Don’t kid yourself. You could get mentally ill. This is why so many GPs and consultants are looking to go part time. The result is less continuity of care, and especially in GP land, lack of the doctor patient relationship which stopped complaints and led to understanding. I used to look after mild anorexics myself, and there is evidence that they do worse in the hands of the “experts”, but then of course only the worst get to the experts. Now a new NICE guideline means they will all go into the mental health system.. Without continuity of care perhaps this is just as well.
With increased stress, litigation, complaints and expectations, all doctors know they are at risk of burnout or mental illness. It is so sad that with no votes in it, no large party is really interested in mental health.
40 % of primary care is mental health, and yet GPs do not all get mental health training.
Police are investigating the deaths of “up to 20 patients” at a mental health facility in Essex.
Last week an inquest ruled that the authorities had failed to protect Richard Wade, 30, who died in May 2015 after staff at the Linden Centre in Chelmsford failed to confiscate the item he used to hang himself when he was admitted.
Matthew Leahy, 20, died at the centre on November 15, 2012. The inquest into his death concluded there had been “multiple failures”.
The court heard that observation slots were missed, the ward was short staffed and no care plan was put in place for Mr Leahy after he was sectioned on November 7.
The two men were among seven inpatients known to have died at the centre since 2001, all of whom had attached a ligature to fixtures or furniture. Mr Leahy’s mother, Melanie, said that Essex police had told her they were “still investigating my son’s death but are also looking at . . . up to 20 patients, who all died by the same means”.
A Care Quality Commission report in 2016 on the Essex Partnership Trust, which runs the Linden Centre, found improvement was required at the trust and said that there were too many places where patients could hang themselves.
It warned: “Over the past five years, CQC inspectors, along with Mental Health Act reviewers, have inspected this trust several times.
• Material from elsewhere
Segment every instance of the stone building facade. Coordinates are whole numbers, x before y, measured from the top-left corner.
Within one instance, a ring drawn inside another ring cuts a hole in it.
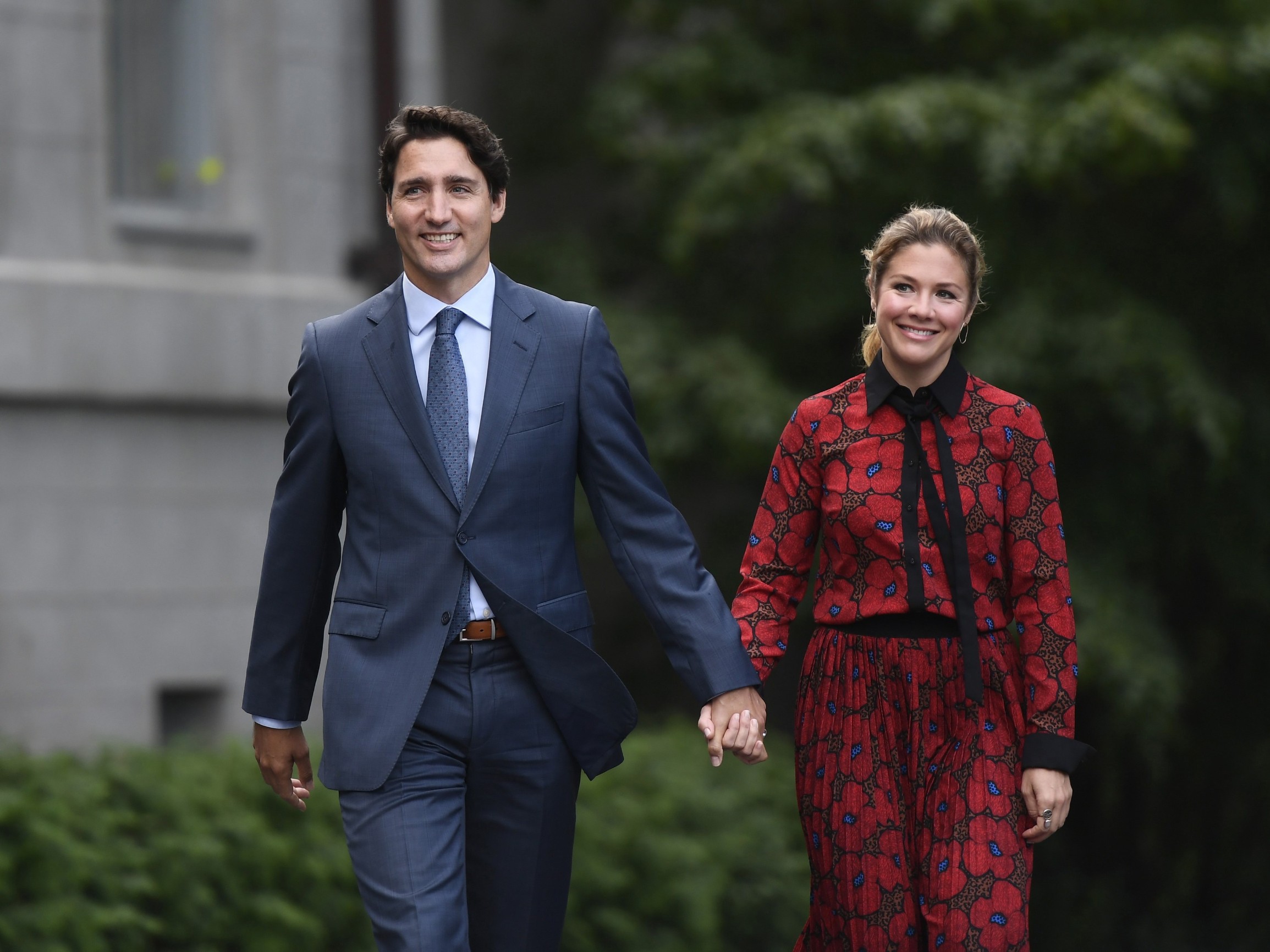
[[[382,227],[370,6],[0,0],[10,740],[249,729],[287,380]],[[439,102],[438,0],[394,15],[400,98]]]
Each time we have identified problems that the trust needed to address; for example regarding safety at both the Linden Centre and the Lakes locations. Each time the trust had given assurances and then has not done so.”
Ms Leahy welcomed the fresh investigation and said: “I have worked tirelessly to collect evidence going back to 2001, which proves the trust knew about the ligature points on the ward.
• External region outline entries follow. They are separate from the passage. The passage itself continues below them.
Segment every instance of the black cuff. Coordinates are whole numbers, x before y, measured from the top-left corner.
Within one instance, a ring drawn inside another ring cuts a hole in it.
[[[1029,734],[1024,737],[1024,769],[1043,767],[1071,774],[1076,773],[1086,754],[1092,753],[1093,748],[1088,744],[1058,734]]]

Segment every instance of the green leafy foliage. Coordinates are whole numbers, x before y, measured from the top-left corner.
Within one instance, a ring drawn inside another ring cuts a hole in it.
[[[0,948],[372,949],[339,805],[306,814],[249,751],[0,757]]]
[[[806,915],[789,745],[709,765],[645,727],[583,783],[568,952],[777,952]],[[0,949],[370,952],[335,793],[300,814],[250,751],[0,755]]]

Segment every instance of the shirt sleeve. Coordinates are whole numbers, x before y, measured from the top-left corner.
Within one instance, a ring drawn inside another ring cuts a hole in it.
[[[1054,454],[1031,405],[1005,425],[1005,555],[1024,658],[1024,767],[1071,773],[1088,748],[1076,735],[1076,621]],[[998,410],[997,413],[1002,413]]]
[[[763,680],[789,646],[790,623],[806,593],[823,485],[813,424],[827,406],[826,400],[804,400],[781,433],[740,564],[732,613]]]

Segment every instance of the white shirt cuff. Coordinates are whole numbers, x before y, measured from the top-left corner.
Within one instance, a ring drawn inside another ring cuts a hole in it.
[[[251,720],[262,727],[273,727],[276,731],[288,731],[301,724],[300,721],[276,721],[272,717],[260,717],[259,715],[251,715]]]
“As proved by the Care Quality Commission inspection in 2015, the wards were not up to the standard required to ensure patient safety.
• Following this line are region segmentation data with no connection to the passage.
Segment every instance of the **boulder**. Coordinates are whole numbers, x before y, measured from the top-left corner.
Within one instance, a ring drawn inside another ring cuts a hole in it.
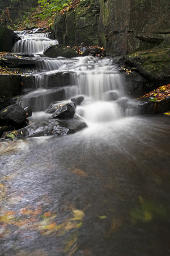
[[[68,103],[60,106],[52,114],[52,118],[71,119],[75,114],[76,105],[74,103]]]
[[[26,107],[24,108],[23,109],[26,112],[27,117],[31,117],[32,109],[29,106],[26,106]]]
[[[80,105],[81,102],[83,101],[84,100],[84,97],[83,96],[79,96],[76,97],[75,98],[71,98],[71,101],[73,101],[73,102],[75,103],[76,105]]]
[[[169,0],[101,0],[99,44],[111,55],[169,46]]]
[[[38,137],[55,135],[57,136],[66,135],[71,133],[75,133],[87,127],[84,122],[79,120],[70,119],[61,121],[56,119],[49,119],[33,123],[20,129],[7,133],[9,130],[8,127],[2,127],[1,134],[5,139],[23,138]]]
[[[26,121],[27,114],[24,109],[17,104],[11,105],[0,112],[0,125],[11,125],[20,127]]]
[[[68,13],[58,15],[54,23],[55,38],[60,44],[97,45],[100,0],[80,1]]]
[[[49,57],[57,57],[59,56],[66,58],[73,58],[79,56],[79,53],[73,49],[63,46],[52,46],[47,47],[44,51],[44,55]]]
[[[1,62],[9,67],[35,68],[38,57],[32,53],[7,53],[1,58]]]
[[[131,67],[135,67],[138,72],[147,80],[144,81],[143,79],[144,82],[143,89],[149,91],[162,84],[170,82],[169,55],[170,48],[141,51],[125,56],[125,63]],[[129,75],[130,76],[131,74]],[[139,79],[139,76],[137,79]],[[141,81],[142,86],[142,80]],[[140,93],[141,95],[142,92]]]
“The trust had been advised to change things after other patient deaths.”
One nurse, who left the trust in mid-2016 after a decade, speaking anonymously to the BBC, said that ligature points had been identified “many years before” Mr Leahy’s death but had not been resolved.
“If you asked too many questions you were deemed as a troublemaker and things made difficult for you,” he said.
A spokesman for Essex police said that the force was “conducting initial inquiries into a number of deaths which have occurred at the Linden Centre since 2000”.
He added: “This work follows further allegations surrounding the death of Matthew Leahy at the facility in Chelmsford on November 15, 2012.
“We would not put specific links to specific deaths, the research phase will look at the circumstances of a number and then identify those that may have a link due to the circumstances of how the individuals died.”
A spokesman for the Essex trust said the serious incidents were of “great concern” and the trust was “improving systems to ensure that investigations are carried out rigorously. The trust will co-operate with any police inquiries.”